At its October meeting, the labor and health committee passed the draft bill. It will now go before the Wyoming Legislature during the 2023 general session.Both Boley and Wilson expressed hope that lawmakers would see the value in expanding funding for PRTFs while leaving the state’s general fund untouched.
“I don’t know what else our PRTFs are going to do if we’re not able to get this additional funding,” Boley said. “Unless the Legislature wants to pony up quite a bit more money in the general fund to help shore them up.”
Even with expanded access to PRTFs there will still be gaps in care. The Wyoming Department of Family Services estimates 10-12 children per year have complex behavioral needs that challenge the state’s healthcare, education, child welfare and juvenile justice systems.
Neither St. Joseph’s nor WBI are currently equipped to help violent children. Both predominantly serve youth with mental health concerns such as depression or suicidal ideation. When boys who are a danger to themselves or others have nowhere else to go, juvenile detention facilities are the remaining option. “We don’t want to use that as an option, because we don’t think it’s appropriate, but a child has to be safe,” Korin Schimdt, the director of DFS, told WyoFile and Casper Star-Tribune. The publications’ recent investigation found the state-run juvenile detention facility — the Wyoming Boys’ School — has seen an uptick in violent altercations between staff and residents.

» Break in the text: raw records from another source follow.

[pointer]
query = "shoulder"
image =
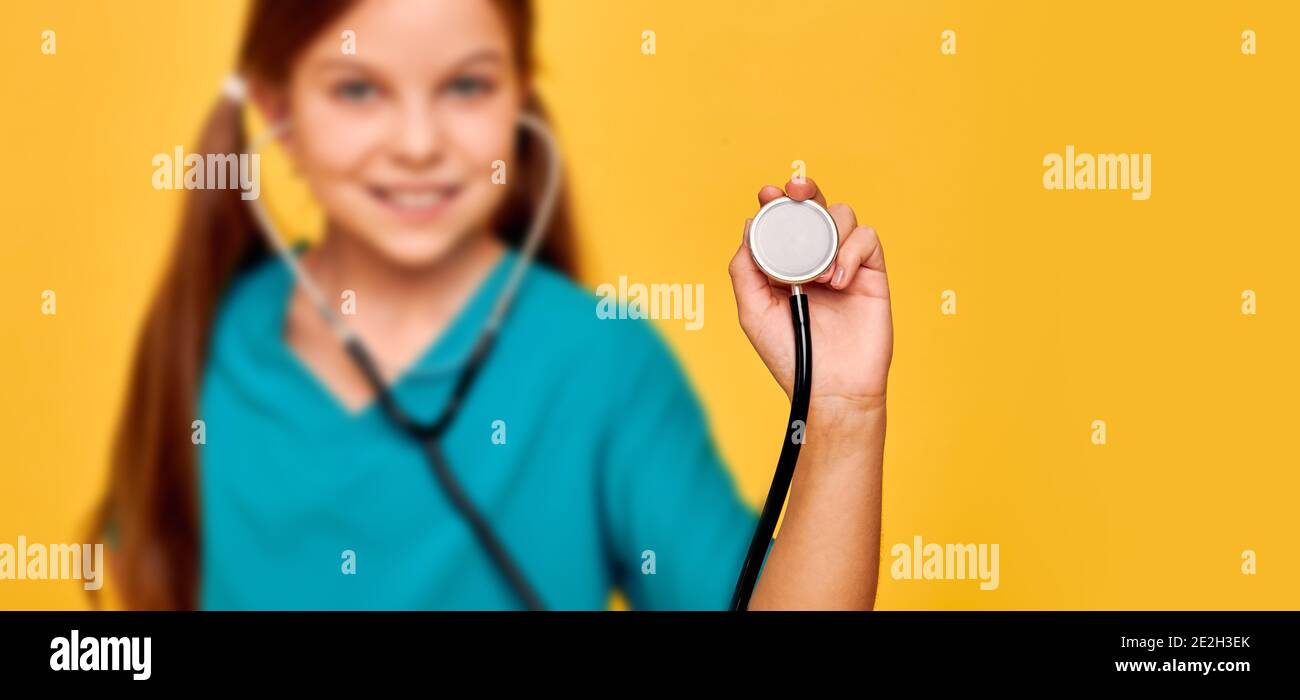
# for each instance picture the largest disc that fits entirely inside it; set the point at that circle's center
(555, 310)
(252, 299)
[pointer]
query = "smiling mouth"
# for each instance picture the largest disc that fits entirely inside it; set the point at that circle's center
(416, 202)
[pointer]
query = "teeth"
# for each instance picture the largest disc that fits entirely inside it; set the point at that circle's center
(415, 201)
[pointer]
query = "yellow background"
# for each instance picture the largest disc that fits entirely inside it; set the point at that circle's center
(1071, 306)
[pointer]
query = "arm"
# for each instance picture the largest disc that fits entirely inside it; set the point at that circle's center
(827, 551)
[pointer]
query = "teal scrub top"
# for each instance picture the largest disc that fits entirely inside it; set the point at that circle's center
(581, 443)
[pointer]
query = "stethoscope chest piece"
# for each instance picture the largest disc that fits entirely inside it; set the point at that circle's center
(793, 242)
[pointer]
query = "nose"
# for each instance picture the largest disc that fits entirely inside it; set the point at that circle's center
(419, 137)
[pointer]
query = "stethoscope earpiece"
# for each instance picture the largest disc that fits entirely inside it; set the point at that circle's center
(792, 241)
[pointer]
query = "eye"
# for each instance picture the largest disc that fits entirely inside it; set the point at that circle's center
(356, 90)
(469, 86)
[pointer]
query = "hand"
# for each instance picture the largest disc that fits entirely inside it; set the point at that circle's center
(848, 305)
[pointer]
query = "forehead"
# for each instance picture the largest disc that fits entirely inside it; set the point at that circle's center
(414, 37)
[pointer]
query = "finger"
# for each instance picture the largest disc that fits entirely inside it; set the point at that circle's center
(805, 189)
(861, 250)
(844, 223)
(768, 193)
(752, 286)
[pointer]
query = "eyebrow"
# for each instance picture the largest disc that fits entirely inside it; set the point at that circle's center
(490, 55)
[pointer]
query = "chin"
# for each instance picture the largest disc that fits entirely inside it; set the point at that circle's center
(416, 249)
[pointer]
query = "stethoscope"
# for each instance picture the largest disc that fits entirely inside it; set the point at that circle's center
(793, 242)
(429, 435)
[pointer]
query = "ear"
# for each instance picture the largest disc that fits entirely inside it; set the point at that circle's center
(272, 103)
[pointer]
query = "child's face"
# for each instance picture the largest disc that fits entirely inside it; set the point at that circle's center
(397, 141)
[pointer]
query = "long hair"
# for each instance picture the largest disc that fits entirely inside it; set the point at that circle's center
(151, 506)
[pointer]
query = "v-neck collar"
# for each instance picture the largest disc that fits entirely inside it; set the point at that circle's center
(429, 376)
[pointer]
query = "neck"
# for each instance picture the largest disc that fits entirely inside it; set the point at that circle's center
(395, 296)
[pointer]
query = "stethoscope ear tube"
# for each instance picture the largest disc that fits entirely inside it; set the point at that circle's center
(429, 435)
(794, 430)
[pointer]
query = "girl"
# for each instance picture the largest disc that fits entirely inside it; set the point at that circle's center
(304, 495)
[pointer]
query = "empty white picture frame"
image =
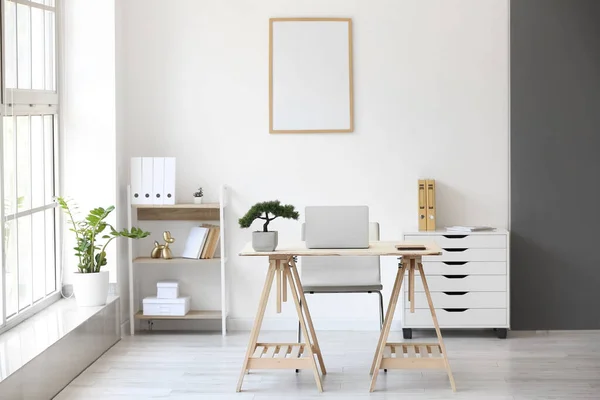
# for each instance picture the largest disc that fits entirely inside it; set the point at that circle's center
(310, 75)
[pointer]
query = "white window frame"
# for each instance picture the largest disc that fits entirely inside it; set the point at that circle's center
(21, 102)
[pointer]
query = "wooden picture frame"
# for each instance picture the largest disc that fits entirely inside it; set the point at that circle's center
(310, 75)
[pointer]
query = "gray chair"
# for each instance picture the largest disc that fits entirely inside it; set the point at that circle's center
(343, 274)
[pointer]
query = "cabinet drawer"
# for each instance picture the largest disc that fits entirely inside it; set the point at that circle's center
(453, 240)
(462, 283)
(456, 318)
(465, 254)
(464, 268)
(459, 300)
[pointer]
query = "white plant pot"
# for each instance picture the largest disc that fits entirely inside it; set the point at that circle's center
(90, 289)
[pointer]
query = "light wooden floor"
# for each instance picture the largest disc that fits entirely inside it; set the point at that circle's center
(528, 365)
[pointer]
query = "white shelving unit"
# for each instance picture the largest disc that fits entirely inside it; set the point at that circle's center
(213, 212)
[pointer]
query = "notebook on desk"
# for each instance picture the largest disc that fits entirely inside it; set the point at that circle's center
(410, 246)
(337, 227)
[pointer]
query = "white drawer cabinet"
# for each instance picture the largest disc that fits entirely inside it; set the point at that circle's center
(469, 282)
(458, 318)
(460, 300)
(464, 268)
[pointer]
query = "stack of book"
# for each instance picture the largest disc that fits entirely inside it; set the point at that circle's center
(202, 242)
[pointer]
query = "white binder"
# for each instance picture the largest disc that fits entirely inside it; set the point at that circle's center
(135, 176)
(158, 180)
(169, 181)
(147, 179)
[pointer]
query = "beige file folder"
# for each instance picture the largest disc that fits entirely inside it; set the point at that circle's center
(430, 204)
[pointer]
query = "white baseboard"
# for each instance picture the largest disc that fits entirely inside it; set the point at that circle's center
(290, 324)
(125, 328)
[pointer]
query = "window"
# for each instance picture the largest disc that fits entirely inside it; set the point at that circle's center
(28, 133)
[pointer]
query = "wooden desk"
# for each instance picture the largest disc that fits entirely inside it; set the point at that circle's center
(282, 268)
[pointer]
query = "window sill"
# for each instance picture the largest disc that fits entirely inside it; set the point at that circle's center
(27, 340)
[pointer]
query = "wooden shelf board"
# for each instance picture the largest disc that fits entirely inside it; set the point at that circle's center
(178, 206)
(192, 314)
(175, 260)
(178, 212)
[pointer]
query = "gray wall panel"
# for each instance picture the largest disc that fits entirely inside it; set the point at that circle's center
(555, 164)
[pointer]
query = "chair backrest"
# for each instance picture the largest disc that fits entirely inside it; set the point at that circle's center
(342, 271)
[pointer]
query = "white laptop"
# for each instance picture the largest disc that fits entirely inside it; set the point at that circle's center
(337, 227)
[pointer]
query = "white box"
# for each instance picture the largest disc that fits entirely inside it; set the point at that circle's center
(136, 180)
(158, 184)
(167, 290)
(169, 181)
(147, 179)
(169, 307)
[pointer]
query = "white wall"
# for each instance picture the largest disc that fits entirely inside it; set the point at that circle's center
(87, 119)
(431, 97)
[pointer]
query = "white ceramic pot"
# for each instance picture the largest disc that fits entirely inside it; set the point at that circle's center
(90, 289)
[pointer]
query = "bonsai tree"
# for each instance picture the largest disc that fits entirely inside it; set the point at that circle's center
(88, 232)
(268, 211)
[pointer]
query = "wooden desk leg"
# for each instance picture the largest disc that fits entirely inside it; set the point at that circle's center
(262, 305)
(397, 281)
(388, 321)
(283, 281)
(278, 273)
(311, 328)
(411, 285)
(309, 344)
(437, 326)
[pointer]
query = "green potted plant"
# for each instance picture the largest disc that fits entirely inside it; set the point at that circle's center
(267, 211)
(198, 194)
(90, 284)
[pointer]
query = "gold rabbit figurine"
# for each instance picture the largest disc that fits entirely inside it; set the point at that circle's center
(166, 253)
(163, 250)
(157, 250)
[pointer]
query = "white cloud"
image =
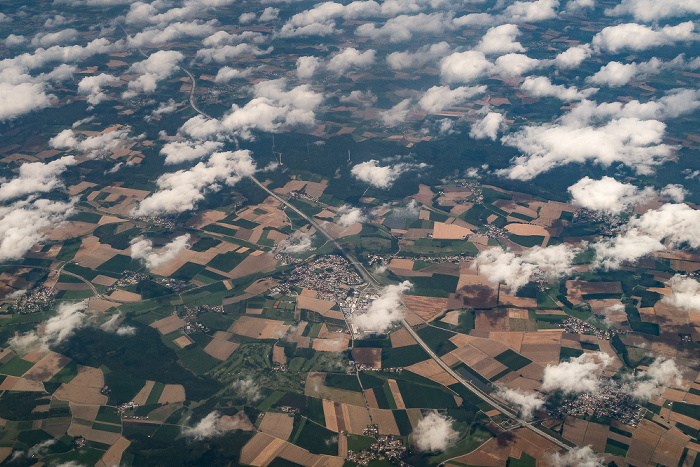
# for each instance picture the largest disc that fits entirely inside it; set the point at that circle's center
(580, 374)
(576, 457)
(500, 39)
(402, 60)
(36, 177)
(307, 66)
(542, 87)
(157, 67)
(488, 127)
(434, 433)
(182, 190)
(438, 98)
(397, 114)
(350, 215)
(651, 10)
(142, 250)
(350, 58)
(608, 195)
(384, 311)
(177, 152)
(69, 316)
(517, 270)
(635, 36)
(674, 224)
(381, 176)
(22, 223)
(527, 403)
(92, 87)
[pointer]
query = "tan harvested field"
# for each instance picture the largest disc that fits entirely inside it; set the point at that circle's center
(13, 383)
(314, 387)
(428, 308)
(172, 394)
(169, 324)
(254, 263)
(385, 421)
(432, 370)
(259, 328)
(124, 296)
(183, 341)
(84, 388)
(279, 425)
(220, 349)
(98, 436)
(85, 412)
(142, 395)
(575, 430)
(113, 456)
(445, 231)
(368, 356)
(396, 394)
(46, 367)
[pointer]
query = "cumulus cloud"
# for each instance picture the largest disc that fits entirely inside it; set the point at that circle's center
(542, 87)
(384, 311)
(176, 152)
(298, 242)
(382, 176)
(517, 270)
(426, 53)
(350, 215)
(205, 428)
(527, 403)
(92, 87)
(438, 98)
(635, 36)
(22, 223)
(307, 66)
(142, 250)
(36, 177)
(69, 316)
(608, 195)
(670, 226)
(488, 126)
(159, 66)
(580, 374)
(576, 457)
(500, 39)
(650, 10)
(350, 58)
(434, 433)
(181, 191)
(92, 146)
(397, 114)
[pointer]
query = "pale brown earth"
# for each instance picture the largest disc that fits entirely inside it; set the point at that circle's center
(169, 324)
(183, 341)
(427, 308)
(114, 454)
(84, 388)
(259, 328)
(279, 425)
(142, 396)
(172, 394)
(46, 367)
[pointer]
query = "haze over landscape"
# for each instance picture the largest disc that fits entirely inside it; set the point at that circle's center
(399, 232)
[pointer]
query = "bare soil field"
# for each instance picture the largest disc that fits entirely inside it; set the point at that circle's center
(279, 425)
(84, 388)
(169, 324)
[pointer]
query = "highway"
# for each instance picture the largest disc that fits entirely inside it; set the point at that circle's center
(370, 280)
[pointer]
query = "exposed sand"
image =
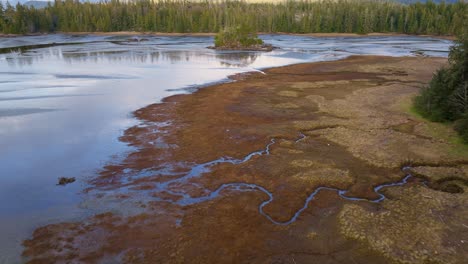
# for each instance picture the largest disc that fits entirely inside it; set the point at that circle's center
(337, 124)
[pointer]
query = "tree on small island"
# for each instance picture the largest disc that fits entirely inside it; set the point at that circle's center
(241, 37)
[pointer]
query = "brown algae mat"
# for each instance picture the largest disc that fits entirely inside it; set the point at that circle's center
(309, 163)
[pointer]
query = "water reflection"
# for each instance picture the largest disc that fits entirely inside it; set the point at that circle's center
(63, 107)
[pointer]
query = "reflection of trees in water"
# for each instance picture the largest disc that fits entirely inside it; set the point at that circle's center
(229, 59)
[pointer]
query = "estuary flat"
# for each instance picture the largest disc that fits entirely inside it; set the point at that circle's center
(66, 99)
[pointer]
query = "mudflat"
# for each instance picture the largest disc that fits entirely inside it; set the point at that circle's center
(309, 163)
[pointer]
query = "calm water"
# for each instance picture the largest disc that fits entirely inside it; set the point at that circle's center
(63, 107)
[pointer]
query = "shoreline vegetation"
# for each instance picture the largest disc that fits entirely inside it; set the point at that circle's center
(165, 34)
(241, 37)
(342, 119)
(342, 16)
(445, 99)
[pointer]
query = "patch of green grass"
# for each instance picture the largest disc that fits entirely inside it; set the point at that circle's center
(442, 131)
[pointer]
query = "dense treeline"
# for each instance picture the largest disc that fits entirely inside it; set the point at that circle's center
(208, 16)
(446, 97)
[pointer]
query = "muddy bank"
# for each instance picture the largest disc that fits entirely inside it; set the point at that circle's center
(216, 173)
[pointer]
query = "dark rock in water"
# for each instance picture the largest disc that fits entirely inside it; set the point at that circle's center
(65, 180)
(259, 47)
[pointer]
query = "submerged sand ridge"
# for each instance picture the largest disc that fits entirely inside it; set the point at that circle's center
(280, 168)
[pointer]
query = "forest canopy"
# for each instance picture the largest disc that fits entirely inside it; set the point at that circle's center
(446, 97)
(341, 16)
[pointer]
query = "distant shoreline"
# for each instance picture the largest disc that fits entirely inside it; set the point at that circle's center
(318, 35)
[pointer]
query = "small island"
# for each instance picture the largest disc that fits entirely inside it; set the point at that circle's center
(240, 37)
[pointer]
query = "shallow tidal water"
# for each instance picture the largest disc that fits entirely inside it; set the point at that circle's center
(65, 100)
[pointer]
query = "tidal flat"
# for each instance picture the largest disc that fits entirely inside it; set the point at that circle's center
(311, 162)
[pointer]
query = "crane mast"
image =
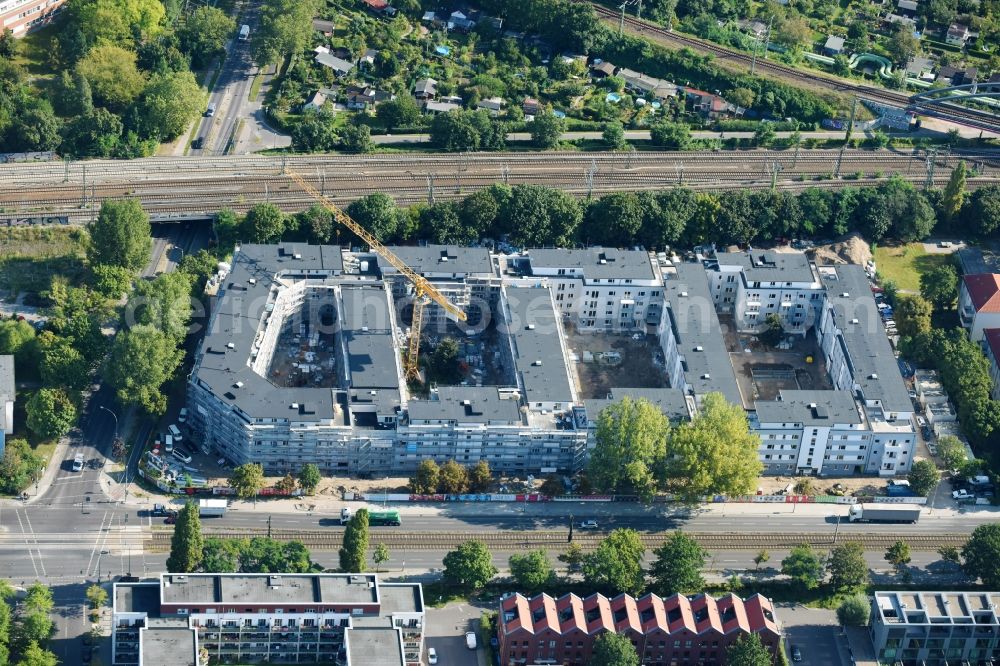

In 2021, the Wyoming Legislature passed House Bill 38, which required the state to redesign its behavioral health system in part to focus supportive services and funding on priority populations. Among the priority populations the state identified were high-risk families, including those with children recently discharged from psychiatric hospitals or PRTFs and families with children at risk of involvement in the judicial system.
The Wyoming Legislature continues to identify gaps in supportive services as it considers the role of the state in funding and developing supportive services, said Rep. Lloyd Larsen (R- Lander), chairman of the Select Committee on Mental Health and Substance Abuse. Identifying those gaps allows the state to begin correcting them, he said.
“Everything we do is reactionary,” Larsen said. “If the person has a meltdown, then we provide these services. The question — not just with adolescents, but with adults, with children, with everybody — is how can we get out in front and do the preventive component to reduce having to respond when their conditions become more acute.”
Efforts are underway to address the gap in early interventions. The Wyoming Department of Education received a five-year grant in August 2020 to expand mental health services in schools. But the acuity of children seeking care at St. Joseph’s has grown, and continues to grow, Meyer said, making support beyond funding only more critical.
“We’re seeing a higher need and a growing population needing services because providers have gone away, services have gone away,” Meyer said. “The state is talking about these 15 high-needs kids. A few years ago, that was only five. Now it’s 15. And while I think we absolutely have to address the needs and services for these 15, my concern is why are we not talking about how we got there and how do we intervene sooner, so that this population doesn’t continue to grow and grow.”